Volume 4, Number 4 - Summer 1971

Two New Books Tell Ozark History

Two books written by members of the Society are now for sale. Elmo Ingenthron, historian of the Society, authored the first called "Indians of the Ozark Plateau."

Clay Anderson, editor of the Ozark Mountaineer for an introduction to the author says, "Elmo Ingenthrom was born to a pioneer County family in 1911. He attended rural school in the county, was graduated from the Branson High School, attended the University of Missouri, was graduated from Southwest Missouri State College, and did graduate work at both the University of Arkansas and Oklahoma A and M. Starting his career as a country school teacher, he became high school principal at Branson, superintendent at Blue Eye and Ablsville, and for 14 years Taney County Superintendent of Schools, during which time the remote and rural county system was at the forefront of Missouri’s school re-organization. He was elected president of the Missouri County Superintendent Association, is a member of the Civil War Round Table of the Ozarks, numerous archaeological and historical societies, and was the first president of the White River Valley Historical Society. He saw action as a Navy Lieutenant in the Pacific theater in World War II.

"Living with his wife, Bessie, and son, Chandis, on a large ranch near Kirbyville, Mo., Elmo’s interests are many, including agriculture, geology, forestry, and wildlife, as well as education, history, and pre-history. He helped introduce pure bred Angus cattle to his section of the Ozarks, and has developed one of the finest stands of red cedar in Missouri. Two other books are nearing completion—histories of Taney County and of the upper White River Valley."

Lucille Morris Upton (Mrs. Eugene Upton) wrote the second volume, "The Bald Knobbers". This book came out in 1939, published by the Caxton Printers and was never republished. The works of the Bald Knobbers, a vigilante organization attracted the attention of other sections of the United States until the New York Times sent writers to tell the stories.

No other book has told so well the story of the Bald Knobbers as did that of Mrs. Upton. During the past few years we have sold any copy we might find for eighteen and twenty dollars.

The copyright ran out a few years ago. Mrs. Upton renewed it and this year the book is back in circulation much in demand.


The White River Valley Historical Society Quarterly in commenting on the election of Mrs. Upton an Honorary Member of the Society in 1964 says in part:

Her election of honorary membership was in recognition of the outstanding contribution she has made and is making in the preservation of our local history. In addition to her book, Bald Knobbers, which was published in 1939, Mrs. Upton during her years as newspaper woman has written hundreds of articles dealing with the history of this region. Her writings have been directly responsible for creating tremendous amount of interest in our area’s past.
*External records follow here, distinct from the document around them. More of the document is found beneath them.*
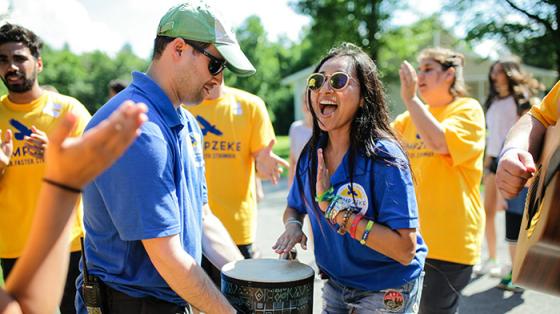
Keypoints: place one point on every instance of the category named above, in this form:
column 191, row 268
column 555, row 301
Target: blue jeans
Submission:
column 340, row 299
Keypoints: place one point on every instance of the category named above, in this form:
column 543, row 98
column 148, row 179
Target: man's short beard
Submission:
column 26, row 86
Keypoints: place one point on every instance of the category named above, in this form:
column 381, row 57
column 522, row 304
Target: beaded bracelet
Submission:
column 366, row 232
column 355, row 224
column 62, row 186
column 293, row 221
column 342, row 227
column 326, row 196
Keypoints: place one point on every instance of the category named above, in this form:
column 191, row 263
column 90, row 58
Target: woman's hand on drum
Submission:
column 323, row 178
column 289, row 238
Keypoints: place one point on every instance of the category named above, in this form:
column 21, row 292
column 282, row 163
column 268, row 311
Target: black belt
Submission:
column 116, row 300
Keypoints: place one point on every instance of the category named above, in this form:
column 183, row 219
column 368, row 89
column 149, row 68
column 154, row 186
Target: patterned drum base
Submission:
column 268, row 294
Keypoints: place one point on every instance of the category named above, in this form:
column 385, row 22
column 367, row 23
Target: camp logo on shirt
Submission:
column 353, row 192
column 207, row 127
column 214, row 148
column 195, row 143
column 21, row 129
column 21, row 155
column 52, row 109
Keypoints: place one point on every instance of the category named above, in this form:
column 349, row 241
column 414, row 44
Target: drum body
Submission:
column 268, row 286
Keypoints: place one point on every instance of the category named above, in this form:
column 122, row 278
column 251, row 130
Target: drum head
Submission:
column 267, row 270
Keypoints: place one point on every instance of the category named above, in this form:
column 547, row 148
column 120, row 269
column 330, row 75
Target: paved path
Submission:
column 480, row 296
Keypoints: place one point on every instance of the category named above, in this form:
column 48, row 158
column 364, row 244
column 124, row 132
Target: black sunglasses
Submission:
column 215, row 66
column 337, row 80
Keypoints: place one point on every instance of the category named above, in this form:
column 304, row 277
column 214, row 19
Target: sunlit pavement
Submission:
column 480, row 296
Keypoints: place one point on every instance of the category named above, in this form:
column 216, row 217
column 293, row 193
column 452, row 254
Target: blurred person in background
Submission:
column 28, row 114
column 511, row 95
column 443, row 132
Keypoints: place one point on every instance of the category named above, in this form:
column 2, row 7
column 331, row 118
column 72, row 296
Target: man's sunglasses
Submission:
column 215, row 66
column 337, row 80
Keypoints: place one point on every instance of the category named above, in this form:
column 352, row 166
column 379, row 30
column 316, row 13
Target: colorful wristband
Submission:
column 293, row 221
column 331, row 207
column 366, row 232
column 355, row 224
column 342, row 227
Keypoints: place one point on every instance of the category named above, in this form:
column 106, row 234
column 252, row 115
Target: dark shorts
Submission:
column 443, row 283
column 118, row 302
column 514, row 215
column 513, row 224
column 67, row 303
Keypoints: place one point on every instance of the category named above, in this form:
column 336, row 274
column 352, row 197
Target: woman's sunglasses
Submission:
column 337, row 80
column 215, row 66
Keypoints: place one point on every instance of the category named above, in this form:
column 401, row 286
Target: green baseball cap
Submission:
column 197, row 20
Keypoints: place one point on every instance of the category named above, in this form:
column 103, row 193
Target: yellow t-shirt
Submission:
column 447, row 186
column 234, row 127
column 20, row 184
column 548, row 110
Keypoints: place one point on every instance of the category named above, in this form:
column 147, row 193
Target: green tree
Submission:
column 272, row 61
column 357, row 21
column 528, row 28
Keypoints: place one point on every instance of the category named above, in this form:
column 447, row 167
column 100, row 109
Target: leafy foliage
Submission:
column 528, row 28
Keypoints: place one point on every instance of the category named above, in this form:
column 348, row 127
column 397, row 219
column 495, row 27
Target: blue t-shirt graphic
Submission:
column 381, row 192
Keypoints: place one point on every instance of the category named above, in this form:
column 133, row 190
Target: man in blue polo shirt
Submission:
column 143, row 216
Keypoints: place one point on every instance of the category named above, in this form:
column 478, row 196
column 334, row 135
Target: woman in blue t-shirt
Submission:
column 354, row 181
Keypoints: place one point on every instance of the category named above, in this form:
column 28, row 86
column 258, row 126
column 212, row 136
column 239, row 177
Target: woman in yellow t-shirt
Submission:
column 443, row 133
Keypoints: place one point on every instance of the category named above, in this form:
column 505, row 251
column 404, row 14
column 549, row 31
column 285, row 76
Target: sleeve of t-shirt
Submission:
column 547, row 111
column 394, row 190
column 464, row 132
column 200, row 146
column 398, row 123
column 83, row 118
column 262, row 130
column 296, row 199
column 139, row 190
column 291, row 136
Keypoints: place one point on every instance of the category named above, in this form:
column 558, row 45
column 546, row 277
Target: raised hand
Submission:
column 269, row 165
column 6, row 149
column 323, row 178
column 36, row 143
column 76, row 161
column 409, row 81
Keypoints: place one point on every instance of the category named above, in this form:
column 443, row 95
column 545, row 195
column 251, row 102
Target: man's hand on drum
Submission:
column 515, row 168
column 292, row 235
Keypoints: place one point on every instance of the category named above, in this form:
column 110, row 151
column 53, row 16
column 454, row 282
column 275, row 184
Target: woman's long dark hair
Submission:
column 521, row 85
column 370, row 123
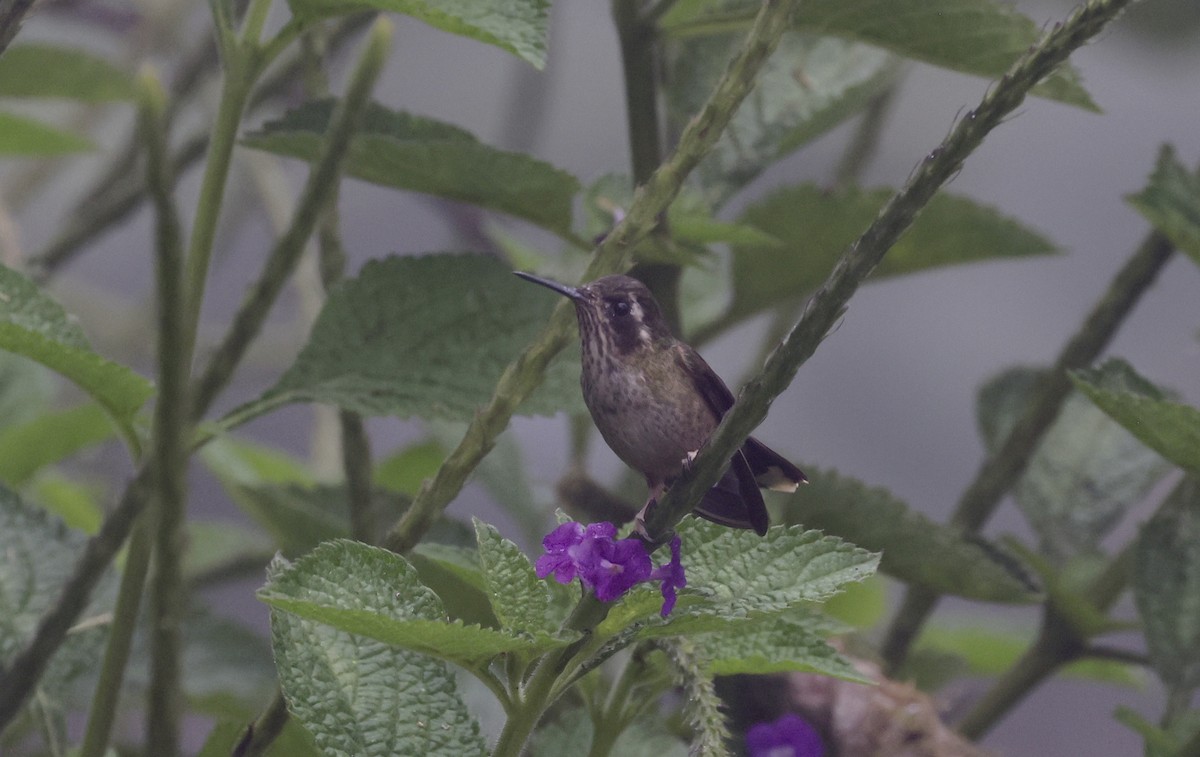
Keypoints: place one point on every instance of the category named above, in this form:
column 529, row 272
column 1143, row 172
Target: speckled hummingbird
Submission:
column 655, row 401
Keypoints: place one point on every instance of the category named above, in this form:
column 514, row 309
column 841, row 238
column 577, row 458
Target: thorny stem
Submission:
column 999, row 472
column 829, row 301
column 649, row 202
column 171, row 431
column 120, row 640
column 315, row 196
column 637, row 55
column 1057, row 644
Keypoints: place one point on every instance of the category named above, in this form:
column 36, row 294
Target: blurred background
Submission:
column 888, row 397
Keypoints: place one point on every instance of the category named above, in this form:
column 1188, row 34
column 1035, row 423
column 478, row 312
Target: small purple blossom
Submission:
column 672, row 577
column 607, row 565
column 791, row 736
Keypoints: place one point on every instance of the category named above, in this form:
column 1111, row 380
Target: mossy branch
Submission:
column 1000, row 470
column 171, row 430
column 612, row 254
column 315, row 197
column 829, row 301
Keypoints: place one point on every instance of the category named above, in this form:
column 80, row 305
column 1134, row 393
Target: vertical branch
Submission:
column 865, row 253
column 999, row 472
column 171, row 428
column 639, row 41
column 649, row 202
column 287, row 250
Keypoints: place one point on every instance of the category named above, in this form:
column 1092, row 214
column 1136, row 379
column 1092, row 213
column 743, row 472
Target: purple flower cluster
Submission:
column 791, row 736
column 607, row 565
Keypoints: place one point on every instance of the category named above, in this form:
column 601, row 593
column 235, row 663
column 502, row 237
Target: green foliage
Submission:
column 1170, row 428
column 817, row 226
column 423, row 336
column 735, row 576
column 777, row 646
column 409, row 616
column 993, row 649
column 972, row 36
column 21, row 137
column 406, row 151
column 36, row 558
column 1167, row 587
column 34, row 325
column 71, row 73
column 28, row 448
column 913, row 548
column 807, row 88
column 405, row 470
column 1171, row 202
column 520, row 600
column 1087, row 470
column 515, row 25
column 355, row 696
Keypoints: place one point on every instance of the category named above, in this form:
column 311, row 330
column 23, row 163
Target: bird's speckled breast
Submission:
column 646, row 413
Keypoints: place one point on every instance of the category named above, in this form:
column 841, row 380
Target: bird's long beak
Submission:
column 563, row 289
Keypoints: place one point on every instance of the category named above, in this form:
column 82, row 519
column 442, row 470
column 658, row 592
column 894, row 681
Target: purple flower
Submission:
column 791, row 736
column 672, row 577
column 607, row 565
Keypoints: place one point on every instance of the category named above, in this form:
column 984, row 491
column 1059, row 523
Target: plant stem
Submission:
column 649, row 202
column 829, row 301
column 1001, row 470
column 865, row 140
column 238, row 82
column 315, row 196
column 120, row 640
column 1057, row 644
column 637, row 55
column 263, row 732
column 171, row 430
Mrs. Upton grew up in Dadeville. After attending Drury and Southwest Missouri State Colleges in Springfield, she taught in the Dadeville Elementary School, Everton High School and the Roswell N. Mexico, Public School.

She began newspaper work with the Denver Express, now the Rocky Mountain News in Denver, Colo., and later worked on the El Paso Times in Texas. She returned to Springfield in 1926 as a reporter on the Leader, and in 1927 went to the News. She has been with the Springfield newspapers most of the time since then, retiring Jan. 1, 1964.

Mrs. Upton’s interest in the White River dates back to college days spent on Presbyterian Hill at Hollister. Her first newspaper article appeared in the Kansas City Post and listed the names of cottages there. Also at that time she began collecting material for her book the Bald Knobbers.

Mrs. Upton serves as secretary of the Board of Trustees of the First Congregational Chruch in Springfield. She is a past president of the Missouri Writer’s Guild, is a charter member of our organization, a member of several regional historical societies, and a life member of the Missouri State Historical Society...

Since her retirement, she continues "The Good Old Days" column which appears in the Sunday Springfield News and Leader.